Based on the preliminary count by the depositary, approximately $77,729,000 aggregate principal
amount of convertible debentures were properly tendered and not withdrawn in the tender offer.
Holders of convertible debentures who properly tendered their convertible debentures in the tender
offer at or below the purchase price will have all of their tendered convertible debentures
accepted for payment.
The determination of the final aggregate principal amount of convertible debentures accepted for
payment is subject to confirmation by the depositary of the proper delivery of debentures validly
tendered and not withdrawn. Pixelworks will announce the actual aggregate principal amount of
convertible debentures accepted for payment and the final purchase price following the completion
of the confirmation process. Payment for convertible debentures accepted for purchase will occur
promptly thereafter.
The aggregate principal amount of convertible debentures that Pixelworks expects to purchase
represents 35.9% of its currently outstanding principal amount of convertible debentures.
In the tender offer, Pixelworks offered to purchase, for cash, up to $50 million aggregate
principal amount of its outstanding convertible debentures at a price not greater than $750 nor
less than $680, per $1,000 principal amount, plus accrued and unpaid interest thereon up to, but
not including, the date of purchase of the convertible debentures. The maximum aggregate purchase
price for the convertible debentures that Pixelworks sought to purchase in the tender offer was
$37.5 million, plus accrued and unpaid interest.
The dealer manager for the tender offer is Thomas Weisel Partners LLC. The information agent for
the tender offer is Laurel Hill Advisory Group, and the depositary is Mellon Investor Services LLC.
All inquiries about the tender offer should be directed to the information agent at (800)
555-3858. Banks and brokers may call (516) 933-3100.
About Pixelworks, Inc.
Pixelworks, headquartered in Tualatin, Oregon, is an innovative provider of powerful video and
pixel processing technology for manufacturers of digital projectors and flat panel display
products.
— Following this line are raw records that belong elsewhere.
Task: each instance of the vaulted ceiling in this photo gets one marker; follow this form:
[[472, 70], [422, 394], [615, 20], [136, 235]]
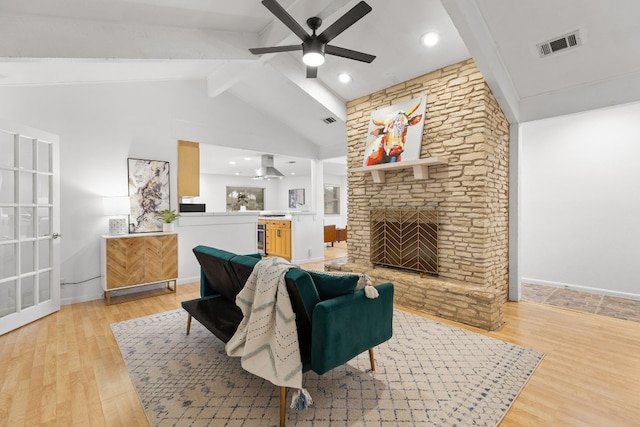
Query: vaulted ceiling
[[46, 42]]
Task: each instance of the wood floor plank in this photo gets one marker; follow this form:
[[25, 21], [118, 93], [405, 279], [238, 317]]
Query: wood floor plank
[[66, 369]]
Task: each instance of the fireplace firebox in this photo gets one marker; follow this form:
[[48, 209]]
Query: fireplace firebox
[[405, 238]]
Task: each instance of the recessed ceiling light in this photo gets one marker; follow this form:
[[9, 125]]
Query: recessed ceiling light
[[430, 39], [344, 78]]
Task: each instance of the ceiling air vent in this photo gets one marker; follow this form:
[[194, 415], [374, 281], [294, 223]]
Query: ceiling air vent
[[567, 41]]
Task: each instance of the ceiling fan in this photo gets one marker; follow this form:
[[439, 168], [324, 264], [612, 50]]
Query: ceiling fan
[[314, 46]]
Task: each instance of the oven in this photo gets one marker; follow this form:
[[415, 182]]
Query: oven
[[262, 239]]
Pixelworks flexible design architecture enables our unique technology to produce
outstanding image quality in our customers display products in a range of solutions including
system-on-chip ICs, co-processor and discrete ICs. At design centers in Shanghai and San Jose,
Pixelworks engineers relentlessly push pixel performance to new levels for leading manufacturers of
consumer electronics and professional displays worldwide.
Pixelworks® and the Pixelworks logo® are trademarks of Pixelworks, Inc.
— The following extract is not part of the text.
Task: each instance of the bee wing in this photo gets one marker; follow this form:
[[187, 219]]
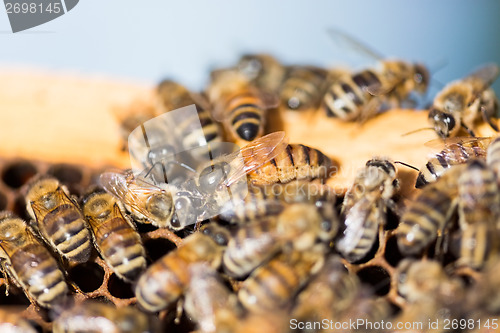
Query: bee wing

Forward-Looking Statements
Forward-looking statements in this release, including those statements relating to the tender
offer, such as the amount of convertible debentures tendered in the tender offer, are based on
current expectations. These statements are not guarantees of future events or results. Future
events and results involve some risks, uncertainties and assumptions that are difficult to predict.
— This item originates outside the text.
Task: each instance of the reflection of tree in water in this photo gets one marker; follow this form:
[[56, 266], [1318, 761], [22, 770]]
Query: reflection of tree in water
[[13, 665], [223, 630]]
Actual events and results could vary materially from the description contained herein due to many
factors including changes in the market and price for the Companys securities; changes in the
Companys business and financial condition; changes in the debt markets in general; and other risks
identified in the risk factors listed from time to time in the Companys Securities and Exchange
Commission filings.
The forward-looking statements we make today, speak as of today, and we do not undertake any
obligation to update any such statements to reflect events or circumstances occurring after today,
except as required by law. Please refer to our Schedule TO-I filed on January 29, 2008 and our
Annual Report on Form 10-K for the year ended December 31, 2006 and subsequent SEC filings for a
description of factors
and conditions that could cause actual events and results to differ materially from those described
here.
Tender Offer Statement
This press release is for informational purposes only and is neither an offer to buy nor the
solicitation of an offer to sell, any securities.